Follow these steps in your job search and land the job you want
Knowing you need to get out there and find a new job is one thing, but knowing where to begin your job search is another. Before you start to burn yourself out by doing everything at the same time, however, take some time to consider your approach.
This is your ultimate online job search strategy.
Get your resume ready
Ensure you’re carefully reading job descriptions, which will clue you into the skills and qualities you should be highlighting. Incorporating the right keywords can get your resume past an applicant tracking system (ATS), which plenty of companies are now incorporating in their recruitment processes.
Search engine optimization consultant Rachel Rowan Stamper advises that even if a company is not using an ATS, “including clear, relevant keywords increases the odds that your skills will jump off the page to someone screening with limited time”.
But it’s not just your resume that you should be working on once you decide to begin a job search. You’ll need to ensure your social media profiles are in order, since companies are increasingly using these networks to hire new people - 65 percent do so, according to the Society for Human Resource Management.

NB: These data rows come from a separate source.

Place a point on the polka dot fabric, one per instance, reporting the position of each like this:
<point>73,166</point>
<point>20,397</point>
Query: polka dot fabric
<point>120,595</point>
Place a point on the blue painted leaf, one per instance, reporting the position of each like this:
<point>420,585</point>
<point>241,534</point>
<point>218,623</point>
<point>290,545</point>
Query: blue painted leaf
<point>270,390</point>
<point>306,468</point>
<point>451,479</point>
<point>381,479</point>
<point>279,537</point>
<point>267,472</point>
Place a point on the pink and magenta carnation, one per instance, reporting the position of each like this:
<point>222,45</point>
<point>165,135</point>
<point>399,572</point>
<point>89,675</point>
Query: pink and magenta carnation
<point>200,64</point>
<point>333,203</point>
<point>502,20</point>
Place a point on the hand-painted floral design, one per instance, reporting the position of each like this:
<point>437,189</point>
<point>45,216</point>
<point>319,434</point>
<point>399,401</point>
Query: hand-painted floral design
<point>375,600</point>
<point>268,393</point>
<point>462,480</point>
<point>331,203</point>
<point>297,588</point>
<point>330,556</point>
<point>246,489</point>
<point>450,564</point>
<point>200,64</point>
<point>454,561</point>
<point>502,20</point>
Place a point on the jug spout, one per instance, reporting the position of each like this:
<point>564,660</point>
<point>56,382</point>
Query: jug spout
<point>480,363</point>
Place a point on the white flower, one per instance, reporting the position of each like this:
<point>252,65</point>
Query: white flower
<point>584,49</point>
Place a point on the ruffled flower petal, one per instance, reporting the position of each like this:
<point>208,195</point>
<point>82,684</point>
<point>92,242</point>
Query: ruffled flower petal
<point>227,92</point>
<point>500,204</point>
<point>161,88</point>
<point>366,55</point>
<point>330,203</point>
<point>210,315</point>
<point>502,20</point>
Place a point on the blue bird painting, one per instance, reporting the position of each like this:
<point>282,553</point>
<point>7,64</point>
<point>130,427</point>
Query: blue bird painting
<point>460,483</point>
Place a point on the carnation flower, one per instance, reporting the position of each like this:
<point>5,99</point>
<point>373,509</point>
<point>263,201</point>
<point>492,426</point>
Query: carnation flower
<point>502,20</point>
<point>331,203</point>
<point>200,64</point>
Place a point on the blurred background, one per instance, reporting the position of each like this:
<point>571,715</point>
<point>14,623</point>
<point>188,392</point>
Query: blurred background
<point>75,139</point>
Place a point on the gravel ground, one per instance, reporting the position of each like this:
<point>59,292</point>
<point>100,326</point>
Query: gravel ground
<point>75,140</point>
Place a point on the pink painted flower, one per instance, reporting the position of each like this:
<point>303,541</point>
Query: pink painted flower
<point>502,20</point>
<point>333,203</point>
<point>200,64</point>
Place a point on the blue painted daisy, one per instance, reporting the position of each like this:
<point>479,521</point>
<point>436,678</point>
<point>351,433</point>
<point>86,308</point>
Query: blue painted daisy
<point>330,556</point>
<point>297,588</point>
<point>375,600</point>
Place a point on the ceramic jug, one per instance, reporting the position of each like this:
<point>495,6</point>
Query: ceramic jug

Social media can be a highly valuable tool during your job search, so make sure you’re presenting yourself as capable and qualified to impress anyone who happens to be doing some background research on you.
Glassdoor’s Catherine Burns advises taking some time to “reflect on what you’d like to do and why you feel that’s the right path for you” before you begin your job search.
She recommends you begin by thinking about your long-term goals since those don’t need to be too specific. Consider where you want to be in ten years from now, then work backwards from there down to five years, one year, and six months.
Once you’ve done this, think of the employers you want to work for. Make a list of the values you prioritize and what you’re looking for in an employer, then narrow down the organizations you’ll potentially apply to from this list. These companies should be the first you approach.
Prepare your elevator pitch
You need to give a great answer when you’re asked to tell the hiring manager a bit about yourself. Your elevator pitch can help you nail down what you’re looking for, as well as help you establish the value you can add to a company. This can give you a confidence boost when you need it most.
Your elevator pitch should consist of a short summary of your experience, why you’re looking to move on and what value you can add to the company interviewing you. Use it to differentiate yourself so you start strong and set the tone for the rest of the interview.
By immediately emphasizing how you can contribute to the company’s growth, you’ll be giving yourself a shot at convincing the hiring manager you’re the person for the job.
Track your activity
With so much going on, the job search can be a confusing time, so it’s advisable to track your activities so you know what you’ve done. After all, you don’t want to risk sending two different applications for the same job. As Burns explains, “job searching is a time-consuming process and requires regular attention”, so you’ll need to dedicate some time to tracking what you’ve done.
Keep a spreadsheet with your activity recorded to ensure there are no double applications or resumes addressed to the wrong person. Here, you can include details of the organizations you’ve applied to, as well as any deadlines for requested work samples or important dates. It’s a good idea to use a cloud-based service so you can access and edit it from various devices wherever you happen to be.
Meeting the right people can open doors to new opportunities, as well as boost your opportunities for learning and developing your skills. However, don’t assume you have to constantly meet dozens of people for this to pay off.
Andrew Sobel, author of Power Relationships, found that most professionals could identify around 25 people that had made a difference to their careers. He advises figuring out who the most important people are and maintaining strong relationships with them.
Once you’ve identified someone you want to connect with, Sobel suggests, you should find a way to help that person. It's always worth finding out their desires and concerns because the chances are high that you'll be able to offer something worthwhile.
He also suggests that you should play the long game and get onside with up and coming influencers as it will be easier to break into their network early in their careers. Do you know someone who’s going places? Make a connection and foster a strong relationship with that person as it could pay off immensely as you continue your job search.